With professor Georg Loho, I work on the mathematical foundations of Deep Learning. We investigate the geometry of the Newton Polytopes of Neural Networks and develop new Explainable AI (XAI) methods using the Difference-of-Convex decomposition of Neural Networks.
Current
Fraunhofer HHI – Berlin
With professor Wojciech Samek I am working on new backpropagation based XAI methods for the Transformer Architecture.
Previously
Fraunhofer IOSB – Karlsruhe
I have worked on runtime monitoring of image recognition models and representation learning. I developed a monitoring approach that is knowledge-guided and works on internal representations of image recognition models and embedding models such as DINO.
Goals
I want machine learning models to be:
Safe and Reliable – especially in critical applications and under distribution shifts
Interpretable – transparent decision-making that humans can understand and verify
Aligned – reasoning that mirrors human intuition and values
I investigate how geometric and mathematical structures in Neural Networks can help achieve these properties, and how to explain the decision-making of Neural Networks in a way understandable to humans.
We propose an algorithm to decompose any ReLU Neural Network (CNN, MLP, ResNet) into a difference of two monotone and convex Maxout networks and to stabilize the forward and backward pass through this decomposition. This provides a principled approach for Explainable AI, enabling separate analysis of positive and negative contributions to the network output. Our proposed saliency methods – SplitCAM and SplitLRP – improve on SOTA results on both VGG16 and ResNet18 on ImageNet-S across all Quantus saliency metric categories.

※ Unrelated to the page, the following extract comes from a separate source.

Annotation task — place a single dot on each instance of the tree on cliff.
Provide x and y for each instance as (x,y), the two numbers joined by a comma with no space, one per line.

Jakob Paul Zimmermann, Gerrit Holzbach, and David Lerch
arXiv:2603.25499, March 2026
Accepted at SAIAD Workshop at CVPR 2026
We introduce KGFP, a representation-based monitoring framework for detecting when an object detector is likely to miss safety-critical objects. KGFP measures semantic misalignment between YOLOv8 internal features and DINO foundation-model embeddings using a dual-encoder architecture with an angular distance metric. On COCO person detection, KGFP improves person recall from 64.3% to 84.5% at 5% False Positive Rate.
K2,3-free extremal cograph on 18 vertices — drag to explore
We investigate the bipartite Turán problem on cographs and fully classify the edge-maximal cographs with respect to not containing certain bicliques. These extremal cographs turn out to be star-shaped, highly symmetrical and beautiful. Explore more extremal cographs →
Talks & Conferences
Past
22 Jan 2026
Talk “Bipartite Turán problem on cographs” at Szabó’s Research Seminar, FU Berlin
17 Mar 2026
Poster “Hidden Monotonicity” at Workshop on Polyhedral Geometry for Neural Networks, Nürnberg
Upcoming
Jun 2026
Upcoming “Hidden Monotonicity” at CVPR 2026, Denver
Jun 2026
Upcoming “Knowledge-Guided Failure Prediction” at SAIAD Workshop at CVPR 2026, Denver
I completed my bachelor's degrees in Mathematics and Computer Science at KIT (Karlsruhe Institute of Technology) in Karlsruhe.
My bachelor thesis “Induced Turán problems” was supervised by Maria Axenovich and Thorsten Ueckerdt. The thesis studies extremal problems for induced and biinduced subgraphs, connections to Vapnik–Chervonenkis dimension, and includes a simplified proof of the Erdős–Hajnal conjecture for graphs with bounded VC dimension.